The Iranian government has arrested a number of student activists, including Ahmad Batebi. Mr. Batebi was re-arrested while on medical leave from a fifteen-year sentence, later reduced to ten years. He was detained in 1999 after a photograph was published in which he was shown holding up a bloodstained shirt belonging to a friend who was attacked by Iranian security forces during a peaceful student protest.
Other student activists taken into custody in recent weeks include Abofazi Jahandar, Kheirollah Derakhshandi, and Jamal Zaher-Poor. Hadi Ghaemi, a researcher for Human Rights Watch, an independent monitoring group, told a reporter Human Rights Watch is "very much concerned about their whereabouts and what charges are being brought against them." Mr. Ghaemi said those arrested have not had access to their families or attorneys.
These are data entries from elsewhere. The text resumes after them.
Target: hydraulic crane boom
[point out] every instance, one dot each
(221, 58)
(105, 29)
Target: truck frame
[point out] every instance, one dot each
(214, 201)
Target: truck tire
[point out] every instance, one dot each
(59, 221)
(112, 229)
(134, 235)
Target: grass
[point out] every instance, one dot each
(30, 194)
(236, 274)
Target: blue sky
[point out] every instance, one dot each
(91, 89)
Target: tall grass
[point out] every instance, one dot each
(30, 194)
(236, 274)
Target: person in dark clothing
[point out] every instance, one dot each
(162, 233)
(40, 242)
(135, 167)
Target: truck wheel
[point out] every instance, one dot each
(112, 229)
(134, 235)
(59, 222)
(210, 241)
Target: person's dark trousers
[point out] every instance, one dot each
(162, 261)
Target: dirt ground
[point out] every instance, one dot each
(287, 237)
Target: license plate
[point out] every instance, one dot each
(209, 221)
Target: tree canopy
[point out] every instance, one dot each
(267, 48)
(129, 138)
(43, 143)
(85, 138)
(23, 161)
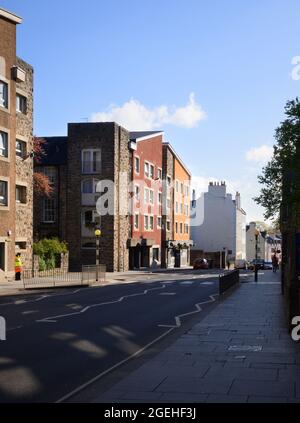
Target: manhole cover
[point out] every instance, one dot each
(249, 348)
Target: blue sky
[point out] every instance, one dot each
(109, 58)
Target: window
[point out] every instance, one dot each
(156, 254)
(91, 161)
(3, 193)
(21, 104)
(90, 186)
(146, 223)
(137, 164)
(20, 194)
(3, 144)
(146, 169)
(20, 149)
(151, 171)
(50, 172)
(49, 210)
(151, 198)
(151, 223)
(137, 192)
(3, 94)
(136, 221)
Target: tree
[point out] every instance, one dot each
(283, 169)
(41, 183)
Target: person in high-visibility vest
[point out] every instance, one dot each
(18, 267)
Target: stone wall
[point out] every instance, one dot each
(8, 124)
(113, 143)
(24, 166)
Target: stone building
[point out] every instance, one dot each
(75, 165)
(16, 146)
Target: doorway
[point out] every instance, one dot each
(2, 256)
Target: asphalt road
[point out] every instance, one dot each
(58, 341)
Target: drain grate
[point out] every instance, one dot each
(243, 348)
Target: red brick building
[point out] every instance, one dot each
(146, 219)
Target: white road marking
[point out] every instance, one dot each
(54, 318)
(198, 310)
(98, 377)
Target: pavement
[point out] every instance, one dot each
(240, 352)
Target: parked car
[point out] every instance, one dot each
(241, 264)
(201, 264)
(259, 262)
(268, 265)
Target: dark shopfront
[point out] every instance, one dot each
(140, 253)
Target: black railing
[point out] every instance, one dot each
(228, 280)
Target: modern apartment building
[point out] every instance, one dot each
(178, 209)
(96, 160)
(16, 146)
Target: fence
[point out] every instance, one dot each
(228, 280)
(50, 278)
(93, 274)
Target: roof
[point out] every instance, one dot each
(56, 151)
(167, 144)
(143, 135)
(10, 16)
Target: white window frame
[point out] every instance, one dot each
(159, 222)
(6, 135)
(6, 197)
(21, 103)
(91, 162)
(4, 104)
(136, 227)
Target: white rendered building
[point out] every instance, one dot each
(218, 223)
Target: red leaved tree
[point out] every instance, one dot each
(41, 183)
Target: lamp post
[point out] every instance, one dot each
(256, 255)
(97, 235)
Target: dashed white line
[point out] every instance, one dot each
(198, 310)
(53, 319)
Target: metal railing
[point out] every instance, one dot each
(50, 278)
(228, 280)
(93, 274)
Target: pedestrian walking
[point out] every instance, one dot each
(275, 263)
(18, 267)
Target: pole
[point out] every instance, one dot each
(256, 257)
(97, 257)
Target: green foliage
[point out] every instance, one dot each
(281, 176)
(48, 250)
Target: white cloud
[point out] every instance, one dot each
(260, 154)
(134, 116)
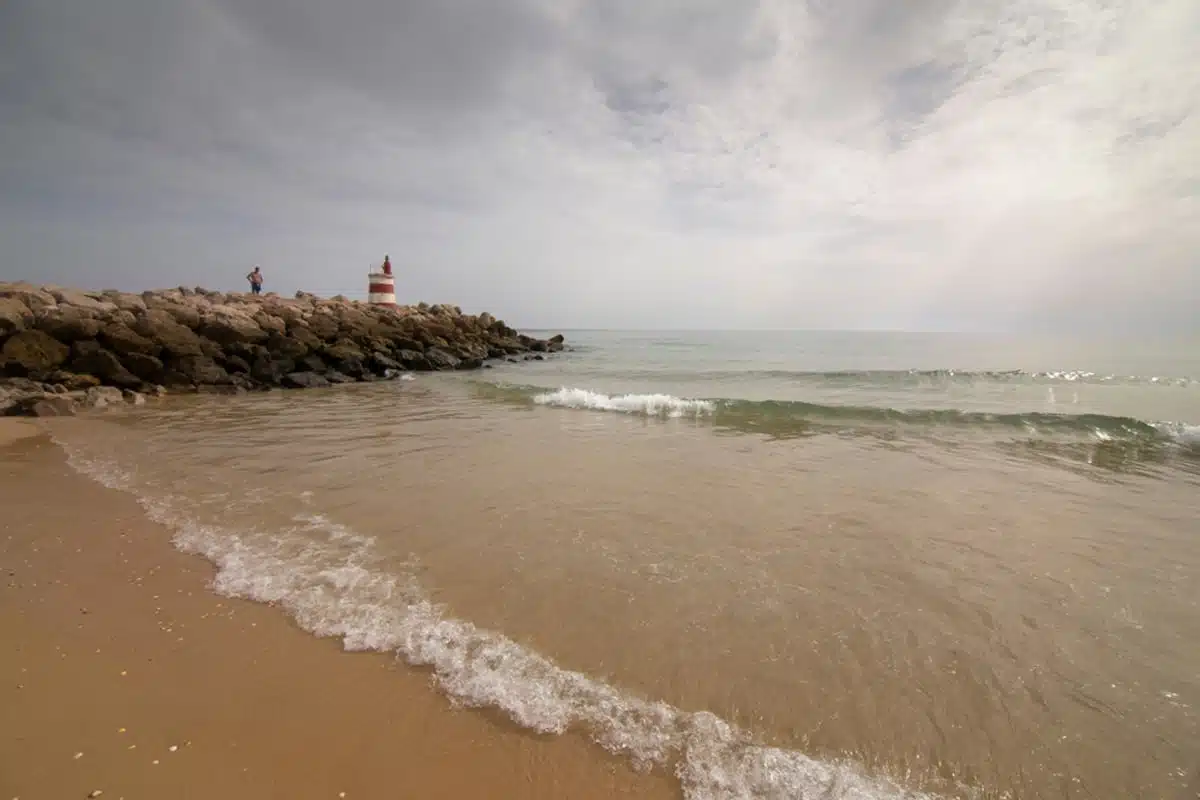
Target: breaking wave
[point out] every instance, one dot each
(333, 582)
(780, 415)
(647, 404)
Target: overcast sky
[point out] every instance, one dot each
(917, 164)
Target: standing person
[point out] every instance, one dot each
(256, 281)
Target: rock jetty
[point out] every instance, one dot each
(61, 348)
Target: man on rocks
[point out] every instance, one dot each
(256, 281)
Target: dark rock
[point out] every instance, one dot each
(270, 371)
(91, 359)
(381, 362)
(73, 382)
(31, 353)
(102, 397)
(346, 358)
(15, 316)
(221, 389)
(414, 360)
(228, 326)
(147, 367)
(323, 326)
(235, 365)
(310, 364)
(439, 359)
(304, 380)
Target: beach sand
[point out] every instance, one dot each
(123, 673)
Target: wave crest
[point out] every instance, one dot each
(647, 404)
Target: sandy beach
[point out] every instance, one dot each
(123, 674)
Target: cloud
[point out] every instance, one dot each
(864, 163)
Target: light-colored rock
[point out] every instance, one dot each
(126, 301)
(82, 300)
(229, 324)
(48, 405)
(102, 397)
(67, 323)
(33, 298)
(270, 324)
(161, 326)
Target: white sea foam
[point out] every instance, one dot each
(647, 404)
(1181, 432)
(330, 579)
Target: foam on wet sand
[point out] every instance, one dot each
(129, 677)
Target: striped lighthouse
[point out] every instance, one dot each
(382, 286)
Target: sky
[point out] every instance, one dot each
(927, 164)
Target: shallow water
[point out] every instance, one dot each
(835, 566)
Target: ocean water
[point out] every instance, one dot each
(778, 565)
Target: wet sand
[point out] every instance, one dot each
(123, 673)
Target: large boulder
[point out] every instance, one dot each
(346, 358)
(185, 311)
(67, 323)
(227, 325)
(82, 300)
(71, 380)
(270, 324)
(15, 316)
(442, 360)
(270, 371)
(42, 405)
(33, 353)
(123, 340)
(414, 360)
(174, 338)
(198, 370)
(323, 325)
(304, 380)
(91, 359)
(147, 367)
(103, 397)
(29, 295)
(126, 301)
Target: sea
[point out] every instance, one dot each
(773, 564)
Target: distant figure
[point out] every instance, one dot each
(256, 281)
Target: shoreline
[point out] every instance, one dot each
(124, 651)
(63, 349)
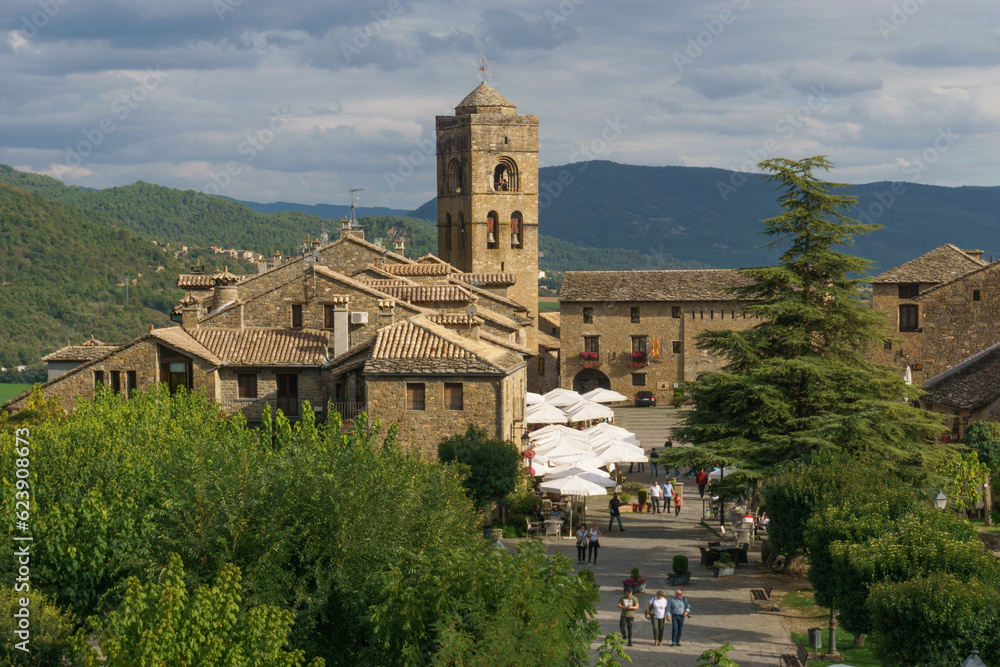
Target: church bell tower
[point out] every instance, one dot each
(488, 191)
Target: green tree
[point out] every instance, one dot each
(984, 438)
(798, 383)
(160, 625)
(935, 620)
(493, 465)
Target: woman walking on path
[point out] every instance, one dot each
(581, 543)
(656, 611)
(594, 544)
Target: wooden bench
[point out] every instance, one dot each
(760, 594)
(800, 659)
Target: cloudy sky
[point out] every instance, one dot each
(301, 101)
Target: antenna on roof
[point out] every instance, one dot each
(483, 65)
(354, 221)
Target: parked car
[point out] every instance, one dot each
(644, 398)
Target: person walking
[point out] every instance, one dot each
(628, 604)
(613, 505)
(678, 609)
(701, 479)
(593, 543)
(656, 611)
(656, 495)
(581, 543)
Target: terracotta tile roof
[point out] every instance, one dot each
(195, 281)
(483, 99)
(373, 272)
(943, 264)
(182, 340)
(488, 279)
(453, 319)
(692, 285)
(386, 282)
(418, 345)
(427, 293)
(503, 342)
(486, 295)
(419, 269)
(971, 385)
(546, 340)
(88, 351)
(265, 347)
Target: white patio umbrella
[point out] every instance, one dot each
(561, 397)
(543, 413)
(601, 395)
(562, 447)
(603, 437)
(571, 469)
(605, 427)
(539, 467)
(557, 432)
(547, 431)
(573, 486)
(588, 411)
(621, 452)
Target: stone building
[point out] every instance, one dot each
(940, 309)
(635, 330)
(431, 344)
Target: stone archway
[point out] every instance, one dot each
(590, 378)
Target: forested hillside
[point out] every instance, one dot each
(63, 275)
(713, 215)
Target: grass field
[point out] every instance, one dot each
(9, 391)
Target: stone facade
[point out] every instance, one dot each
(670, 326)
(485, 138)
(422, 430)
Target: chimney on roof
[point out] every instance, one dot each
(386, 312)
(225, 290)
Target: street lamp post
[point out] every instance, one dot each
(940, 500)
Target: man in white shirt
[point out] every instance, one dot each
(656, 495)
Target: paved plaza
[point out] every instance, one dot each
(721, 611)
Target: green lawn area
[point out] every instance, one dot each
(802, 601)
(9, 391)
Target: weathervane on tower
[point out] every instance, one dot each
(483, 65)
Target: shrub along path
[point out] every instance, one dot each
(721, 611)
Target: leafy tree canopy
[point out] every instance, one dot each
(798, 384)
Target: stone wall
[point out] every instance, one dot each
(142, 357)
(612, 322)
(420, 431)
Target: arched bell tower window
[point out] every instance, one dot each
(516, 230)
(492, 230)
(447, 234)
(505, 176)
(454, 176)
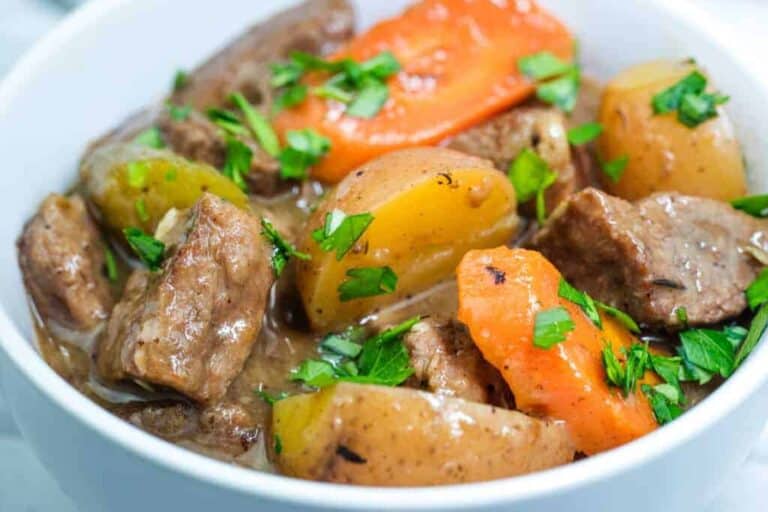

In a written statement, State Department spokesman Sean McCormack said the United States "is deeply concerned about the detention of a number of Iranian student activists." He said the U.S. call[s] on the Iranian government to respect the rights of its citizens and to free Ahmed Batebi and all of those imprisoned as a consequence of defending universally accepted human rights. The Iranian regime's continued efforts to suppress freedom of speech and assembly," said Mr. McCormack, "make clear the hollowness of its professed openness to peaceful dialogue and debate."
President George W. Bush says the U.S. supports the "Iranian people's efforts to win their own freedom":
"Iran is a nation held hostage by a small clerical elite that is isolating and repressing its people and denying them basic liberties and human rights."
The United States, says Mr. Bush, supports the desire of Iran's people "to build a free, democratic and transparent society."
The preceding was an editorial reflecting the views of the United States Government.